Mas será esta a política pública que precisamos promover no centro de São Paulo, tendo em vista a importância da região para as classes populares de renda mais baixa e, principalmente, seus modos de vida, que não são os mesmos destes produtos imobiliários? Como atender esta população prioritária, inclusive utilizando políticas de aluguel? Com outras formas de uso dos recursos públicos e de participação ativa da sociedade – inclusive, dos movimentos populares, que precisam destes recursos para reformar os edifícios atualmente ocupados, que passam de 50 na região central.
Assim, acreditamos que a proposta da prefeitura ainda merece muita discussão, sendo a Audiência Pública que o discutirá no dia 25 de novembro uma primeira oportunidade. Além de vários pontos essenciais que não estão claros, o que parece é que não se trata de uma política habitacional, muito menos de uma política habitacional de interesse social, mas sim de um programa de viabilização e dinamização de uma nova fronteira do complexo imobiliário financeiro voltada ao aluguel, como já tem ocorrido em várias outras cidades do mundo.
* Isadora é professora da FAU-USP e pesquisadora no LabCidade; Raquel e Paula são professoras da FAU-USP e coordenadoras do LabCidade.

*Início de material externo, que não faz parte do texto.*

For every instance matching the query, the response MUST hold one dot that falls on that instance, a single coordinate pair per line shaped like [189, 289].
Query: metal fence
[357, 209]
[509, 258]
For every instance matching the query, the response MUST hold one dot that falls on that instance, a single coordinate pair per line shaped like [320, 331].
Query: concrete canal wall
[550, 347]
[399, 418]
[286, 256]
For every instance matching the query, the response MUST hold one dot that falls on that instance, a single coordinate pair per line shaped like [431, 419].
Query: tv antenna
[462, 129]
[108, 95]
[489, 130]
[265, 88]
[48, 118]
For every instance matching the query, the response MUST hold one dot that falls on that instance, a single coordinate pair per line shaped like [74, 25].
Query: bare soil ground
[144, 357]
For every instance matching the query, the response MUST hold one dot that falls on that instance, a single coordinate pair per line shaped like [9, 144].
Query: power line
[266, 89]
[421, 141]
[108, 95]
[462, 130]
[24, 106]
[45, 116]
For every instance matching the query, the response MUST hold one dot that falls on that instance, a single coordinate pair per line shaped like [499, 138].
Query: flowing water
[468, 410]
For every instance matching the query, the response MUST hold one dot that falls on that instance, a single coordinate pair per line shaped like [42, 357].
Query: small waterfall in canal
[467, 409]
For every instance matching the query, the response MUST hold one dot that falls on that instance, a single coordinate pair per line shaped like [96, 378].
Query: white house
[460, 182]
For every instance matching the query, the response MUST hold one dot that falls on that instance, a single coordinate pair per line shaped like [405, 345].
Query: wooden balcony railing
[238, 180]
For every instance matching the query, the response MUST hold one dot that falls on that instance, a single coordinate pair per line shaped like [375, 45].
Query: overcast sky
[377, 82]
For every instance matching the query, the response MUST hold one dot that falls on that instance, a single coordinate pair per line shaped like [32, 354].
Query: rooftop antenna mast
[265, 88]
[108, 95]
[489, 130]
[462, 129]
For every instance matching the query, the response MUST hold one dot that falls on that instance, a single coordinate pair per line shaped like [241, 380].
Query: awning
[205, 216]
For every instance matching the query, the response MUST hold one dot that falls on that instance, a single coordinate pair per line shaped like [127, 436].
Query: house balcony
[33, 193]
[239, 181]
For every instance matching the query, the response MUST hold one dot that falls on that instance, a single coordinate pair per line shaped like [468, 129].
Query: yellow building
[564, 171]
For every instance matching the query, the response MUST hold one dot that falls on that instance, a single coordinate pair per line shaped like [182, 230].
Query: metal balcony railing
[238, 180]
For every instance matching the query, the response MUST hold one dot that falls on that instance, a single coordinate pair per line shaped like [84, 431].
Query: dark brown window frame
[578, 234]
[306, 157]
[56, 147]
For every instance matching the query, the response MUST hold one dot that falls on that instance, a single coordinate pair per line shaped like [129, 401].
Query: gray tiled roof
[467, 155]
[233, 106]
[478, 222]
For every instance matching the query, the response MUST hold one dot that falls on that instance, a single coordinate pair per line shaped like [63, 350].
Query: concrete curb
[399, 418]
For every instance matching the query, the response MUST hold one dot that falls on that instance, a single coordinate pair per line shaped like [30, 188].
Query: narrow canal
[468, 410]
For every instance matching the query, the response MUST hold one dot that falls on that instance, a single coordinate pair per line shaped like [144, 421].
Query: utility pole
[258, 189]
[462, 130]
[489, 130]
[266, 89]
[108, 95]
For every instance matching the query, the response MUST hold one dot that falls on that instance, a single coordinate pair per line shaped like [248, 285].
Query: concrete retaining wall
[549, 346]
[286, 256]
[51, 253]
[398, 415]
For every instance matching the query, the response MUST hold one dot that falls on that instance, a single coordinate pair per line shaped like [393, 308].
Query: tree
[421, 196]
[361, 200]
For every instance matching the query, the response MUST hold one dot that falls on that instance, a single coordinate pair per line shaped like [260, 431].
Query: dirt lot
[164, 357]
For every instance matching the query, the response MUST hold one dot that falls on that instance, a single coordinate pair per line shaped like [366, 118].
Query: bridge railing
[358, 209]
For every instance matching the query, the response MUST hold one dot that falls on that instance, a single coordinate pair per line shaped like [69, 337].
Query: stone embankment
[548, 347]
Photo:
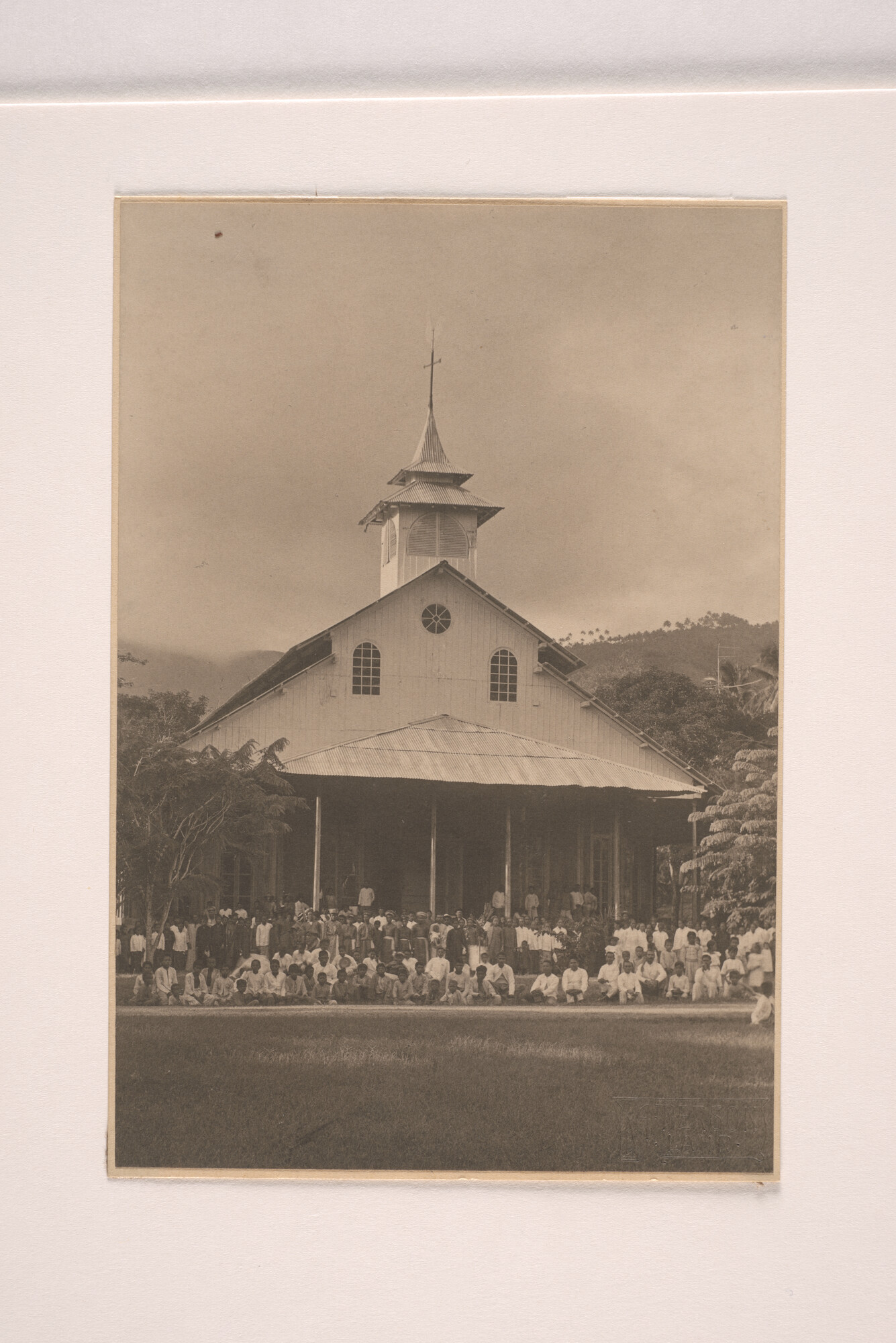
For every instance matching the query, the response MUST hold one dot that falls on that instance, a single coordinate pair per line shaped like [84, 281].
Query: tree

**O atual Auxílio Aluguel (Portaria Sehab nº 131/2015) é parte do Programa Ações de Habitação (Decreto nº 51.653, de 22 de julho de 2010), diferente, portanto, deste antigo Bolsa Aluguel (Resolução CMH nº 04/2004), que deixou de ser usado em 2007, embora sua regulamentação no PMH de 1994 continue vigente. Falamos sobre estas diferenças em outro post.
*** As áreas de ponderação são perímetros definidos pela Secretaria Municipal de Desenvolvimento Urbano com apoio da Fundação SEADE (dentro dos critérios do IBGE para o Censo de 2010) e que conjugam critérios de tamanho, contiguidade e homogeneidade em relação a um conjunto de características populacionais e de infraestrutura (ver nota da página 10 do Anexo III).
**** O valor é alto se comparado com o atual Auxílio Aluguel, para famílias de até 3 salários mínimos, às quais restou a política de remoção associada à permanência da moradia precária, e não um programa como este Chamamento, que conta com aluguéis formais controlados e bem localizados, claramente para outro público. A título de exemplo, a prefeitura gastava em julho de 2020 cerca de R$ 11 milhões mensais para 26 mil beneficiários do Auxílio Aluguel, enquanto este Chamamento direciona mais de um terço deste valor para apenas 3 mil famílias. Fonte: Relatório de Auditoria Programada do TCMSP.